La scelta è stata dettata da un criterio ben preciso: quello dell’impegno socio-politico che emerge da liriche intense e coinvolgenti.
Il titolo dell’antologia, che dunque consegna ai lettori la fisionomia del nostro cantore epico-popolare, è stato desunto dalla sua opera “La paglia bruciata” (Feltrinelli, 1968), il cui incipit recita:
“La mia vita vorrei scriverla cantando, ma ho la chitarra scordata e la voce catarrosa: sarebbe una suonata ai sordi”.
Salvatore Di Marco, ha sì elogiato l’iniziativa, pur lamentando l’esclusione dei versi di Marabedda. Egli ha scritto:
“si tratta di una raccolta assai ampia di poesie (51 scelte tra i suoi libri più famosi) selezionate da quasi tutta l’intera produzione buttiniana: cioè, da “Sintimintali” che fu la silloge d’esordio nel 1923, e poi da Lu pani si chiama pani del 1954, ancora da Lu trenu di lu suli a La peddi nova del 1963; e tra queste figurano poesie ormai classiche come il “Lamentu pi la morti di Turiddu Carnivali”, Sariddu lu Bassanu, Lu silenziu.
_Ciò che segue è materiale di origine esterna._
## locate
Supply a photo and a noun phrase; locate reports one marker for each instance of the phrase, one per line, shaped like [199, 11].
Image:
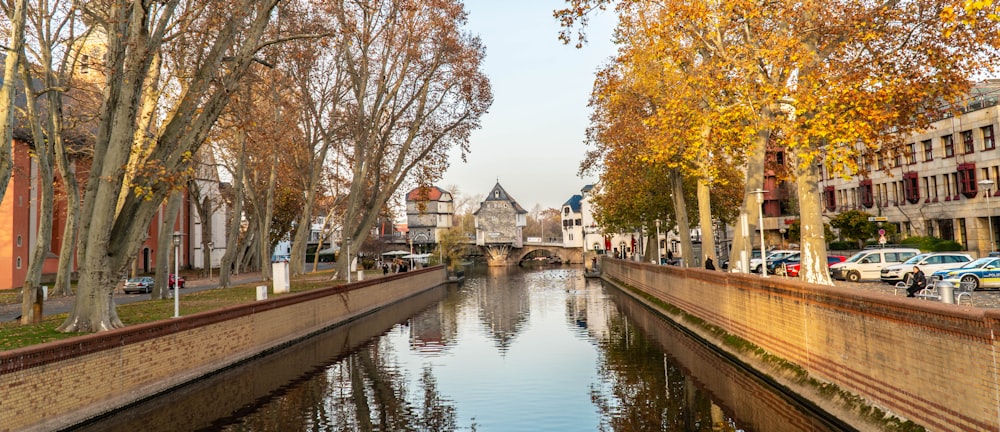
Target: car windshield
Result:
[916, 259]
[978, 263]
[857, 256]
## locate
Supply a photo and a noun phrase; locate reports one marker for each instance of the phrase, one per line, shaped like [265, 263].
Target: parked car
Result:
[868, 263]
[756, 265]
[981, 273]
[777, 266]
[139, 285]
[928, 263]
[724, 259]
[792, 269]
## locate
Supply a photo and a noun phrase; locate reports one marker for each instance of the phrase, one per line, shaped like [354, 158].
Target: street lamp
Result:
[177, 271]
[659, 259]
[211, 249]
[988, 185]
[760, 202]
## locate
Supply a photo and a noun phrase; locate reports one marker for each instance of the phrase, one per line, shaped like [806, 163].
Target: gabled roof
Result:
[499, 194]
[574, 203]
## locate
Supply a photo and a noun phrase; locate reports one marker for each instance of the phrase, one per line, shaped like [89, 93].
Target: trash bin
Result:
[947, 291]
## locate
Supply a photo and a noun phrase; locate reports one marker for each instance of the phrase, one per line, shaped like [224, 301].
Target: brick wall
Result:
[62, 383]
[928, 362]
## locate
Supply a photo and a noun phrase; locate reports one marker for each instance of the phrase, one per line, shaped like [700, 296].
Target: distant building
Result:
[500, 220]
[572, 221]
[429, 212]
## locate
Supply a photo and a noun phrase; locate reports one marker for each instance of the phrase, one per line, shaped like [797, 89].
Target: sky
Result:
[532, 138]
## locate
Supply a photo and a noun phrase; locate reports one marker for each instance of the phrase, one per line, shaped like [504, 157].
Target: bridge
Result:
[498, 255]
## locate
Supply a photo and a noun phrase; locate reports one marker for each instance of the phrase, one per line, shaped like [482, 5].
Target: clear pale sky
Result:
[532, 137]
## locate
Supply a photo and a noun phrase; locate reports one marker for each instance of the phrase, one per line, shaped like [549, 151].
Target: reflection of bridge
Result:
[505, 254]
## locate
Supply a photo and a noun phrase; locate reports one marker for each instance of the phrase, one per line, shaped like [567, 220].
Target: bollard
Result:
[947, 292]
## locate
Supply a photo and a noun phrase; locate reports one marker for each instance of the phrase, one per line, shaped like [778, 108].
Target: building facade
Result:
[500, 220]
[940, 184]
[429, 212]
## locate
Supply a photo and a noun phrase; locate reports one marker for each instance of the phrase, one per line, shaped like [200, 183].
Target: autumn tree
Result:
[415, 92]
[115, 217]
[820, 80]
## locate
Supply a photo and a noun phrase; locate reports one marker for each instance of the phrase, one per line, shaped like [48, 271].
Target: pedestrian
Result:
[918, 281]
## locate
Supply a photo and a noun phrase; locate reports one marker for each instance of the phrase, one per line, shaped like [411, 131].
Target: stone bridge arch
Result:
[568, 255]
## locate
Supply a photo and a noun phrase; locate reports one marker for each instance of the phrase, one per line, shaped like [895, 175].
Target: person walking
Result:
[918, 281]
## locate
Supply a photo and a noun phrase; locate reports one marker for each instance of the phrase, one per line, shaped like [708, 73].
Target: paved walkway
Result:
[983, 299]
[61, 304]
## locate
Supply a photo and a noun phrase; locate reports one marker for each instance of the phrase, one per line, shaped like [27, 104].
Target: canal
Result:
[509, 350]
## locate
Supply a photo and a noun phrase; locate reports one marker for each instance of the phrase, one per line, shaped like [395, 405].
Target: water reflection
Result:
[511, 350]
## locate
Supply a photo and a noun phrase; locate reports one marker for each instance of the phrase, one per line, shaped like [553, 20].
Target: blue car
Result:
[981, 273]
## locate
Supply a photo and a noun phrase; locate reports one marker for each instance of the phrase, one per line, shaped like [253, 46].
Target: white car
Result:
[928, 263]
[756, 263]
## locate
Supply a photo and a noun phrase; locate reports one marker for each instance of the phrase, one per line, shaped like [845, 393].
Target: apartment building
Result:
[942, 183]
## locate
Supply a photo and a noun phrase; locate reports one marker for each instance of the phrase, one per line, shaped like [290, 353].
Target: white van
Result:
[868, 263]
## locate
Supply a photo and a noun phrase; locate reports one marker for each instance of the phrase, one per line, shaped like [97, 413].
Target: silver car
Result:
[139, 284]
[928, 263]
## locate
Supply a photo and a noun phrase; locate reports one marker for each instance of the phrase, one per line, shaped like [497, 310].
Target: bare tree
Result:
[415, 91]
[136, 31]
[15, 11]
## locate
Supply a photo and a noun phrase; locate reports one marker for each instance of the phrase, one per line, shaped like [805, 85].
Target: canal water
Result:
[509, 350]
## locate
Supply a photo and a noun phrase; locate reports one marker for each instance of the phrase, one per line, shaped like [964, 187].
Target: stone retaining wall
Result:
[58, 384]
[932, 363]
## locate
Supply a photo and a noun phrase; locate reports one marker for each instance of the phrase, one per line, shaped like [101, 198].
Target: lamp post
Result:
[760, 202]
[211, 249]
[659, 259]
[177, 270]
[988, 185]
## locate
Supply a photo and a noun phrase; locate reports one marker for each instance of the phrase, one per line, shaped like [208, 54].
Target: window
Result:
[867, 198]
[967, 180]
[948, 142]
[911, 187]
[830, 198]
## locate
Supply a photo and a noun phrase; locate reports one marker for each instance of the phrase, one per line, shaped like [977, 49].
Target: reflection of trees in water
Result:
[503, 306]
[643, 391]
[367, 391]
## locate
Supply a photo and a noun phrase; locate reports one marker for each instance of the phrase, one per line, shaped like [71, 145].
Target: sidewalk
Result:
[62, 304]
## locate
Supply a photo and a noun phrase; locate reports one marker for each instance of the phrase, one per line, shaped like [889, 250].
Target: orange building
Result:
[19, 220]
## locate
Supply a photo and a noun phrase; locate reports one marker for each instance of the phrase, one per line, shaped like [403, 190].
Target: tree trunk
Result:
[683, 226]
[33, 299]
[739, 256]
[814, 266]
[235, 217]
[14, 54]
[165, 253]
[705, 220]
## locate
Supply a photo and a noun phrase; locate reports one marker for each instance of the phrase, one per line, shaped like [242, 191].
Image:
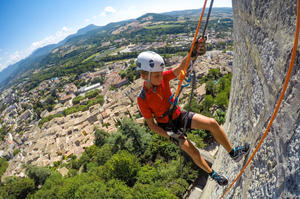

Otto componimenti sono stati inoltre tratti dal volume “Io faccio il poeta” del 1972, e una buona mezza dozzina dal celebrato “Il poeta in piazza” (1974), altrettante dalla raccolta di “Pietre nere” del 1983. Sono stati, infine, così attraversati tutti i passaggi del percorso di Buttitta, o quasi. Infatti la selezione si conclude con la aggiunta di un gruppo di liriche assunte dal volume – anch’esso a suo modo antologico – “Prime e nuovissime” (Torino, 1983). Si tratta di nove poesie relative al periodo 1922-1954 apparse in giornali e periodici dialettali rèsisi di rarissima reperibilità, integrate da un altro gruppo come ‘nuovissime’ (...). Resta così intatto il sapore del suo dialetto che ha radici nella Bagheria d’inizio Novecento e s’allarga poi alle mutazioni linguistiche dei tempi più vicini a noi”.
Sono le sue preziose annotazioni che si trovano nel volume “Gli occhi del mondo. Saggi su Ignazio Buttitta”, dove Di Marco consegna un ampio affresco da cui spicca l’opera di Ignazio Buttitta, letta lungo i periodi più difficili della storia di Sicilia e nell’ottica del riscatto. Da qui l’attualità del messaggio buttiniano in un’epoca come la nostra attraversata da eventi che, che per tutti i popoli del pianeta, stanno mettendo in crisi i valori della pace, della tutela della natura e della giustizia sociale.
Può essere ancora viva la voce dirompente del poeta di Bagheria? Le valutazioni di Gianfranco Contini, di Carlo Levi, di Pier Paolo Pasolini, di Leonardo Sciascia che si possono leggere nell’antologia, alle quali segue una accurata nota bibliografica, sono davvero illuminanti. Indubbiamente la rilettura dei versi di Ignazio Buttitta rappresenta un’operazione di riflessione sugli apporti di una poetica che, ha scritto Giovanni Pasqualino nel Giornale dell’Etna (Catania, 27 dicembre 1999)
“oltrepassa i limiti del dialetto per diventare (...) linguaggio universale”.
Ha egli ragione, insieme a Di Marco: il poeta di Bagheria, a parte l’assoluta originalità dei suoi versi che si collocano nell’eredità del neo-realismo, manifesta con estrema onestà intellettuale un’ampia gamma di sentimenti dettati dalla passione viscerale per la propria terra, da una partecipazione agli eventi regionali e nazionali e specificamente da una lunga frequentazione con la migliore scrittura dialettale e non. Dell’Isola, in particolare.